P.S. — The above was printed in a local daily paper on March 23. Two days later a self-proclaimed member of the above-referenced mob wrote that we should not submit and accept every offer from a potential new employer or business venture. Well, Ms. J. Sayre is perhaps correct. We should never have allowed a time clock company from Binghamton, N.Y. to invade our land and quietly buy acres of land in Ulster in and create 8m000 jobs only to later pollute create a toxic waste land and then leave. Remember IBM? It’s now a pile of rubble on Boice’s Lane. As a result, factories in the city were left empty, a rail passenger line was discontinued, the daily newspaper went bankrupt, schools and malls were built that because of the dwindling population (see census report) and business climate are now empty, and Kingston’s main industry is low income housing! In the meantime taxes continue to rise and if Ms.

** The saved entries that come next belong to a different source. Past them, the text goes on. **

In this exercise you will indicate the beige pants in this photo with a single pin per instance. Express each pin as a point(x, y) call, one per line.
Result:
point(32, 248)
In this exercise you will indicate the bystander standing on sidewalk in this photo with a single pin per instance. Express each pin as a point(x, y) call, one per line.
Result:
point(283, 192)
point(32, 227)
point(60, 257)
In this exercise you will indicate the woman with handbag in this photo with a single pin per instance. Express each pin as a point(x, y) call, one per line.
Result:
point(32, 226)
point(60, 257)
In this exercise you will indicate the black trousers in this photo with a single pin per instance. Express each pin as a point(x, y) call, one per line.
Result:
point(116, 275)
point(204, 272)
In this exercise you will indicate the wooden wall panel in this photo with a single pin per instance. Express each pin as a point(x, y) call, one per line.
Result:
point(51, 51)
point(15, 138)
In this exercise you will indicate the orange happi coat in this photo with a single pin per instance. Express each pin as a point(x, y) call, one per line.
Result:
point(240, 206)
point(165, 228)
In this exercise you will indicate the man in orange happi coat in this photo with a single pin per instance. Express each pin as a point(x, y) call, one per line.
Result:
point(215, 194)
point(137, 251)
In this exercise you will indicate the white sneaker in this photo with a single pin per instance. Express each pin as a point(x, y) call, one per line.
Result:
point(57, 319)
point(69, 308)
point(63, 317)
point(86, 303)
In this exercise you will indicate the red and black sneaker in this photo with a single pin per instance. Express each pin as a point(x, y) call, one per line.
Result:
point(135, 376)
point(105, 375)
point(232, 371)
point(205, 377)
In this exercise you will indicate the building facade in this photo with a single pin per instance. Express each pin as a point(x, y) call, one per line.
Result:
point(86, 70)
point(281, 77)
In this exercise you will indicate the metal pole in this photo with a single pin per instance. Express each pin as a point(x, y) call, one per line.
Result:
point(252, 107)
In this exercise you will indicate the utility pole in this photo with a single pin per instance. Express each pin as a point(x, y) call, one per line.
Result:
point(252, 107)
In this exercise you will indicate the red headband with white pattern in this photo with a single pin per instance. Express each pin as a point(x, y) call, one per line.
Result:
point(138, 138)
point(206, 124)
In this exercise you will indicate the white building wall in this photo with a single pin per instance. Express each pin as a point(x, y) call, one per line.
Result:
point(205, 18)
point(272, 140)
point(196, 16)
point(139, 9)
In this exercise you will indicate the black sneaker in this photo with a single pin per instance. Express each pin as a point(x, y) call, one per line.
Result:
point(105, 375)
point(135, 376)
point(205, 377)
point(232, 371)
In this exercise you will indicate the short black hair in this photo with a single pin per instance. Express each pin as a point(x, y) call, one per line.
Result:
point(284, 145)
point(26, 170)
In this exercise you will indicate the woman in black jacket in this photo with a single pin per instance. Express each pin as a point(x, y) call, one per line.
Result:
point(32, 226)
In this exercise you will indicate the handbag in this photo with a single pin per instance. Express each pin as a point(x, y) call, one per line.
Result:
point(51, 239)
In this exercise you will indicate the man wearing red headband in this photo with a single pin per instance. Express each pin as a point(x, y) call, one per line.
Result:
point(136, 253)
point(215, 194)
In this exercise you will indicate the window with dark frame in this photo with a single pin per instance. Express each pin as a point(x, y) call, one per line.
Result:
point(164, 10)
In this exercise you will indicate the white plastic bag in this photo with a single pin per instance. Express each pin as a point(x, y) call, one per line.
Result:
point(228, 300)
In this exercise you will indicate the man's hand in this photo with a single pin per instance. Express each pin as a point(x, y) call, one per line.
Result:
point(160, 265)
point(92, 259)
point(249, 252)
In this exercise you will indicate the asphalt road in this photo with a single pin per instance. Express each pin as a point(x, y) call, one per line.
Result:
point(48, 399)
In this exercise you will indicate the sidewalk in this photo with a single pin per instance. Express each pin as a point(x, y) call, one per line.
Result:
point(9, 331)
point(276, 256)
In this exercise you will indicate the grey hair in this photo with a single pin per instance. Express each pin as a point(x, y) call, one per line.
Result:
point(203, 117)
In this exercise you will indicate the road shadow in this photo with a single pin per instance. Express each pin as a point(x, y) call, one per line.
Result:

Sayre thinks the new federal government will give us money she seems to forget that we are a Sanctuary City that harbors criminals (that’s why they are called illegal) and may in the days to come, even be cut off from and lose already promised grants let alone new ones.
Bruce McLean
Kingston
Protest Wells Fargo
Headlines about Standing Rock are no longer daily reminders about the struggle to defeat Dakota Access Pipeline. The memory of the historic gathering of many thousands of water protectors, Indigenous-led and supported by many allies, may be fading. There is so much happening that it may be easy for us to move on to other issues. However, Energy Transfer Partnership, the company which is building the Dakota Access Pipeline continues to reap great profits and the fight against the reckless greed of oil and gas pipelines which put our water, our communities, our climate at imminent risk continues as well. Many who stood at Standing Rock are facing harassment and serious criminal charges.
Energy Transfer Partners is not only completing DAPL, it is building a natural gas pipeline in West Texas — the Trans Pecos Pipeline which runs close to the Big Bend — the home of one of the most biodiverse desert regions in the world. Energy Transfer also has plans to build the Bayou Bridge Pipeline in Louisiana which would carry Bakken Crude oil on its last leg of the DAPL to export in the Gulf. It endangers the fragile Louisiana bayou, it risks destruction of the water and of the Cajun community through which it would run.
On April 8th from 10-1 we will be at the Wells Fargo Bank at 235 Fair St. in Kingston — one of the main investors in Energy Transfer Partnership — demanding that it divest all holdings in ETP and asking all who can to withdraw their money from the bank.
Please join us. Bring your voices and your signs!
As we continue to fight the plans of Pilgrim Pipelines to build crude oil pipelines along the state Thruway, we learn that it is all one fight whether in our backyard or somewhere else.